Ende November stellte der AWO-Kreisverband Wiesbaden beim zuständigen Amtsgericht einen Insolvenzantrag. In dem vorläufigen Insolvenzverfahren in Eigenregie prüft der gemeinnützige Verband nun, seine neun Kitas und zwei Pflegeheime meistbietend an den Markt zu bringen. Das bestätigte der Vorsitzende des Verbands, Wolfgang Hessenauer, dem hr auf Anfrage.

Der neue Vorstand macht die ehemalige Führungsriege um das Ehepaar Richter für die Finanzmisere des Kreisverbandes verantwortlich. Missmanagement und Bereicherungen - etwa überhöhte Gehälter und teure Dienstwagen - hätten zu Verlusten in zweistelliger Millionenhöhe geführt.

Käuferangebote bis Ende Januar

Das für die Vermittlung eines Käufers exklusiv beauftragte Unternehmen ist KPMG, eines der größten Wirtschaftsprüfungsunternehmen in Deutschland. Dort war der erst Anfang Dezember berufene neue Geschäftsführer des AWO-Kreisverbandes zuvor als Manager beschäftigt. Hessenauer sieht darin kein Problem, gleichwohl sei die Wahl nicht ganz zufällig auf KPMG gefallen: "Eine gewisse Nähe kann man nicht bestreiten."

Der AWO geht es vor allem darum, schnell einen Käufer zu finden. Erst kurz vor Weihnachten begann KPMG mit der Suche. Bis Ende Januar müssen nach hr-Informationen bindende Angebote abgegeben werden.
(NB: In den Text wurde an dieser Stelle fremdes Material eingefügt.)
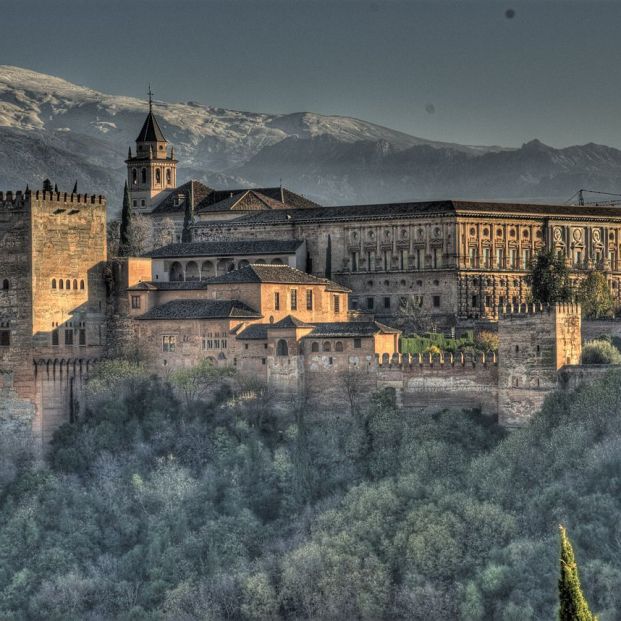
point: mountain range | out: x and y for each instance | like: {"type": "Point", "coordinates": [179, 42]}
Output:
{"type": "Point", "coordinates": [52, 128]}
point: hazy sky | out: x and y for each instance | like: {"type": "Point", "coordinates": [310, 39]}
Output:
{"type": "Point", "coordinates": [454, 70]}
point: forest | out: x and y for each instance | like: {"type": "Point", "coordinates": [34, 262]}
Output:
{"type": "Point", "coordinates": [163, 505]}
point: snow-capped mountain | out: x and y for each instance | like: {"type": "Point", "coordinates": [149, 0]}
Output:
{"type": "Point", "coordinates": [52, 128]}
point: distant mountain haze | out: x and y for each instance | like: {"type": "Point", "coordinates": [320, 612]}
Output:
{"type": "Point", "coordinates": [52, 128]}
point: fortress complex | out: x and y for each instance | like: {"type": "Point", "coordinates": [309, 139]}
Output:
{"type": "Point", "coordinates": [291, 294]}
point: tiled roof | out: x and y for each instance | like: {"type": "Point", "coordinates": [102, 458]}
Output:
{"type": "Point", "coordinates": [150, 131]}
{"type": "Point", "coordinates": [290, 322]}
{"type": "Point", "coordinates": [197, 189]}
{"type": "Point", "coordinates": [225, 248]}
{"type": "Point", "coordinates": [350, 329]}
{"type": "Point", "coordinates": [201, 309]}
{"type": "Point", "coordinates": [255, 331]}
{"type": "Point", "coordinates": [412, 209]}
{"type": "Point", "coordinates": [177, 285]}
{"type": "Point", "coordinates": [274, 274]}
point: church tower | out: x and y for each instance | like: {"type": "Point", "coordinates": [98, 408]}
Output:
{"type": "Point", "coordinates": [152, 171]}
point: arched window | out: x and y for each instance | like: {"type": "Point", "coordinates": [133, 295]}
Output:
{"type": "Point", "coordinates": [176, 272]}
{"type": "Point", "coordinates": [281, 348]}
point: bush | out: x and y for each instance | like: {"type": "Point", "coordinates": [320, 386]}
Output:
{"type": "Point", "coordinates": [600, 352]}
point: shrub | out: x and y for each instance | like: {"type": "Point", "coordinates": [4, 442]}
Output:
{"type": "Point", "coordinates": [600, 352]}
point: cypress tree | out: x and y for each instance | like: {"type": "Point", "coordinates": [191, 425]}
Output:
{"type": "Point", "coordinates": [573, 604]}
{"type": "Point", "coordinates": [126, 225]}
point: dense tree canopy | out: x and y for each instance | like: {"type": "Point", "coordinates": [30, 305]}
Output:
{"type": "Point", "coordinates": [157, 508]}
{"type": "Point", "coordinates": [549, 279]}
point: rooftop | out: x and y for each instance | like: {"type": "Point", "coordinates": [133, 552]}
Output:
{"type": "Point", "coordinates": [201, 309]}
{"type": "Point", "coordinates": [270, 273]}
{"type": "Point", "coordinates": [413, 209]}
{"type": "Point", "coordinates": [225, 248]}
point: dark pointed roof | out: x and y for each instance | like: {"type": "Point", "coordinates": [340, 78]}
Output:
{"type": "Point", "coordinates": [150, 131]}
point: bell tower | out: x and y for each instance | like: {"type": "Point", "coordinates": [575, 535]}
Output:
{"type": "Point", "coordinates": [152, 171]}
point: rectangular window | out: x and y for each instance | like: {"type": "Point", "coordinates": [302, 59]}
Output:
{"type": "Point", "coordinates": [169, 343]}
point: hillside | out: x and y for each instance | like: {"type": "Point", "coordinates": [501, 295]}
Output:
{"type": "Point", "coordinates": [151, 508]}
{"type": "Point", "coordinates": [52, 128]}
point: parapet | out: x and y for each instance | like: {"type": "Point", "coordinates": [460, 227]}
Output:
{"type": "Point", "coordinates": [521, 311]}
{"type": "Point", "coordinates": [13, 200]}
{"type": "Point", "coordinates": [443, 360]}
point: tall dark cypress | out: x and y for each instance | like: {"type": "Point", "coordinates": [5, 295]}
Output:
{"type": "Point", "coordinates": [126, 225]}
{"type": "Point", "coordinates": [573, 604]}
{"type": "Point", "coordinates": [188, 217]}
{"type": "Point", "coordinates": [329, 258]}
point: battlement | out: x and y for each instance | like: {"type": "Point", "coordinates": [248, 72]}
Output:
{"type": "Point", "coordinates": [521, 311]}
{"type": "Point", "coordinates": [444, 360]}
{"type": "Point", "coordinates": [18, 199]}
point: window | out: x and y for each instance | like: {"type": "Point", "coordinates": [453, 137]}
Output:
{"type": "Point", "coordinates": [169, 343]}
{"type": "Point", "coordinates": [282, 348]}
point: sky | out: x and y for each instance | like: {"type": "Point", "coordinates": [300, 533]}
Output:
{"type": "Point", "coordinates": [466, 71]}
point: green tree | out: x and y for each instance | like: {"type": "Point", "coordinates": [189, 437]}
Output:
{"type": "Point", "coordinates": [125, 241]}
{"type": "Point", "coordinates": [549, 279]}
{"type": "Point", "coordinates": [573, 604]}
{"type": "Point", "coordinates": [594, 296]}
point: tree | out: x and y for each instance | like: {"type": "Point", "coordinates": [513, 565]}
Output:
{"type": "Point", "coordinates": [573, 604]}
{"type": "Point", "coordinates": [549, 279]}
{"type": "Point", "coordinates": [125, 241]}
{"type": "Point", "coordinates": [595, 297]}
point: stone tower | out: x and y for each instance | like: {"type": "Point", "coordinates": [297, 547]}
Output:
{"type": "Point", "coordinates": [152, 171]}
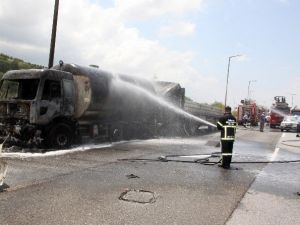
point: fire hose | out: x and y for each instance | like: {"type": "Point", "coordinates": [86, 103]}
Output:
{"type": "Point", "coordinates": [205, 160]}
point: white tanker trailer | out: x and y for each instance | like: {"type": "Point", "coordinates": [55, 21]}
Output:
{"type": "Point", "coordinates": [70, 104]}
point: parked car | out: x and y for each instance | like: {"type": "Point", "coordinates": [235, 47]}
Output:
{"type": "Point", "coordinates": [290, 123]}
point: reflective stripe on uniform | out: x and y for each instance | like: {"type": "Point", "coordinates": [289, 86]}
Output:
{"type": "Point", "coordinates": [228, 139]}
{"type": "Point", "coordinates": [226, 154]}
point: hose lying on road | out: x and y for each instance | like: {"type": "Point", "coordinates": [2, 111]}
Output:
{"type": "Point", "coordinates": [204, 160]}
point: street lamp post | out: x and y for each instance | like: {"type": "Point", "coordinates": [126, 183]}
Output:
{"type": "Point", "coordinates": [53, 35]}
{"type": "Point", "coordinates": [249, 87]}
{"type": "Point", "coordinates": [292, 94]}
{"type": "Point", "coordinates": [229, 58]}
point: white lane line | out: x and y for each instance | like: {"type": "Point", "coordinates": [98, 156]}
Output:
{"type": "Point", "coordinates": [275, 153]}
{"type": "Point", "coordinates": [21, 155]}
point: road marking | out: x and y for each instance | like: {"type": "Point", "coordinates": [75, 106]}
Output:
{"type": "Point", "coordinates": [275, 153]}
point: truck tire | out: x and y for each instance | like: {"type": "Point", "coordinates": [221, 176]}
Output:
{"type": "Point", "coordinates": [60, 136]}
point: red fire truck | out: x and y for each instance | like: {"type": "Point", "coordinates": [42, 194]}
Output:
{"type": "Point", "coordinates": [279, 109]}
{"type": "Point", "coordinates": [248, 107]}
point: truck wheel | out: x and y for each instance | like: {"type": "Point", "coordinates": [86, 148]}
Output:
{"type": "Point", "coordinates": [60, 136]}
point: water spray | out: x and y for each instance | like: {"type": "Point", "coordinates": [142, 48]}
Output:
{"type": "Point", "coordinates": [132, 87]}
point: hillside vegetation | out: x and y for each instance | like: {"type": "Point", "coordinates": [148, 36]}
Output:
{"type": "Point", "coordinates": [9, 63]}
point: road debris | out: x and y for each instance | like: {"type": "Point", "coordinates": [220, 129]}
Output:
{"type": "Point", "coordinates": [138, 196]}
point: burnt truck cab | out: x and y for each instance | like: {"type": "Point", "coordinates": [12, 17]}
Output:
{"type": "Point", "coordinates": [31, 104]}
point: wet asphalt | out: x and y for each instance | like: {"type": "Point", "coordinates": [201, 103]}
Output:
{"type": "Point", "coordinates": [85, 187]}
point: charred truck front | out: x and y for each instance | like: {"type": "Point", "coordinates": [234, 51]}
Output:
{"type": "Point", "coordinates": [31, 104]}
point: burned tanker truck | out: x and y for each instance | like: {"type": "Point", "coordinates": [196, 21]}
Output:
{"type": "Point", "coordinates": [70, 104]}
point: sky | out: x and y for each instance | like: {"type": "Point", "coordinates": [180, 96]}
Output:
{"type": "Point", "coordinates": [188, 42]}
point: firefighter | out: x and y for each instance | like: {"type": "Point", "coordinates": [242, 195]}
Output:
{"type": "Point", "coordinates": [262, 122]}
{"type": "Point", "coordinates": [227, 126]}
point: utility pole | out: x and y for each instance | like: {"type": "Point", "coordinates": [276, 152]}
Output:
{"type": "Point", "coordinates": [229, 58]}
{"type": "Point", "coordinates": [53, 35]}
{"type": "Point", "coordinates": [249, 87]}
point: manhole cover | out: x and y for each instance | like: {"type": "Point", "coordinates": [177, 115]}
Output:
{"type": "Point", "coordinates": [138, 196]}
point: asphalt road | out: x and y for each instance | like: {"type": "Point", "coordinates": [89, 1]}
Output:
{"type": "Point", "coordinates": [84, 187]}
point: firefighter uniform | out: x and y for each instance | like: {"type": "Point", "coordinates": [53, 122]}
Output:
{"type": "Point", "coordinates": [227, 126]}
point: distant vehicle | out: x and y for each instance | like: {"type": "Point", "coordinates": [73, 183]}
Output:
{"type": "Point", "coordinates": [248, 107]}
{"type": "Point", "coordinates": [290, 123]}
{"type": "Point", "coordinates": [295, 111]}
{"type": "Point", "coordinates": [278, 111]}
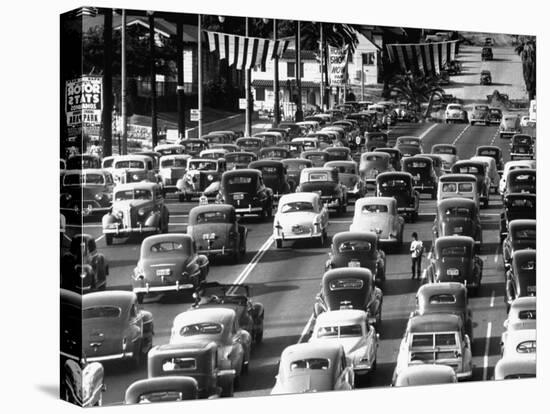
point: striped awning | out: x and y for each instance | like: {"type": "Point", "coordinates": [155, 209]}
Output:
{"type": "Point", "coordinates": [245, 52]}
{"type": "Point", "coordinates": [428, 58]}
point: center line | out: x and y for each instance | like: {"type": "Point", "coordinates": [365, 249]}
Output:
{"type": "Point", "coordinates": [486, 356]}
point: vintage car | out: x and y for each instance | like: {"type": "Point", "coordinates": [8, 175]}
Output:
{"type": "Point", "coordinates": [250, 144]}
{"type": "Point", "coordinates": [495, 115]}
{"type": "Point", "coordinates": [395, 157]}
{"type": "Point", "coordinates": [294, 167]}
{"type": "Point", "coordinates": [485, 77]}
{"type": "Point", "coordinates": [83, 268]}
{"type": "Point", "coordinates": [300, 215]}
{"type": "Point", "coordinates": [193, 146]}
{"type": "Point", "coordinates": [424, 176]}
{"type": "Point", "coordinates": [83, 162]}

Wie viele ernst zu nehmende Interessenten sich bisher gemeldet haben, kann Hessenauer nicht sagen.

Titelbild des Verkaufsprospekts der KPMG für Kitas und Pflegeheime des AWO-Kreisverbands Wiesbaden

Laut AWO-Vorstand haben die rund 480 Beschäftigten in den neun Wiesbadener AWO-Kitas und den zwei Pflegeheimen dort gute Aussichten, ihre Jobs auch nach einem Verkauf zu behalten. "Eine Einschätzung der Marktlage legt nahe, dass ein künftiger anderer Betreiber einer Kita oder einer Pflegeeinrichtung diese wohl weiter betreiben würde und dafür Personal braucht", schreibt der stellvertretende AWO-Kreisverbandsvorsitzende Franz Betz dem hr. Es gehe um "Mangelberufe".

Keine Information der Betroffenen und der Stadt

Informiert hat die AWO die Mitarbeiter über ihre Verkaufsabsichten bisher allerdings noch nicht. Der Betriebsrat und die Gewerkschaft Verdi waren für den hr bislang für eine Stellungnahme nicht zu erreichen. Bei einem Verkauf der Einrichtungen bliebe der AWO in Wiesbaden noch vornehmlich die Sozialberatung.

Auch die Stadt, die den Betrieb der neun Kitas durch ihre Zuwendungen bezahlt, weiß bislang nichts von den Plänen. "Wir gehen daher zunächst davon aus, dass es sich um einen Routinevorgang im Rahmen des Insolvenzverfahrens handelt", sagte ein Sprecher der Stadtverwaltung auf Anfrage. Sollte ein möglicher Verkauf näher rücken, "gehen wir ebenfalls davon aus, dass die Arbeiterwohlfahrt als Träger von Einrichtungen in Wiesbaden zuvorderst die Stadt informieren würde".

Kritik von einem Insolvenzexperten

Der Frankfurter Insolvenzrechtsexperte Peter von Wilmowsky wundert sich über den Auftrag an KPMG. "Im gegenwärtigen Stadium des Insolvenzprozesses, dem sogenannten Eröffnungsverfahren, darf die AWO die Weichen noch nicht auf eine Veräußerung der AWO-Betriebe stellen. Diese Entscheidung ist den Gläubigern im später eröffneten Insolvenzverfahren vorbehalten."

Auch die Bezahlung der international tätigen Großkanzlei lässt den Jura-Professor der Frankfurter Goethe-Universität hellhörig werden: "Sollte KPMG im später eröffneten Insolvenzverfahren beauftragt werden, wäre zu prüfen, ob die damit verbundenen Kosten im Hinblick auf den zu erwartenden Veräußerungserlös noch wirtschaftlich sinnvoll sind."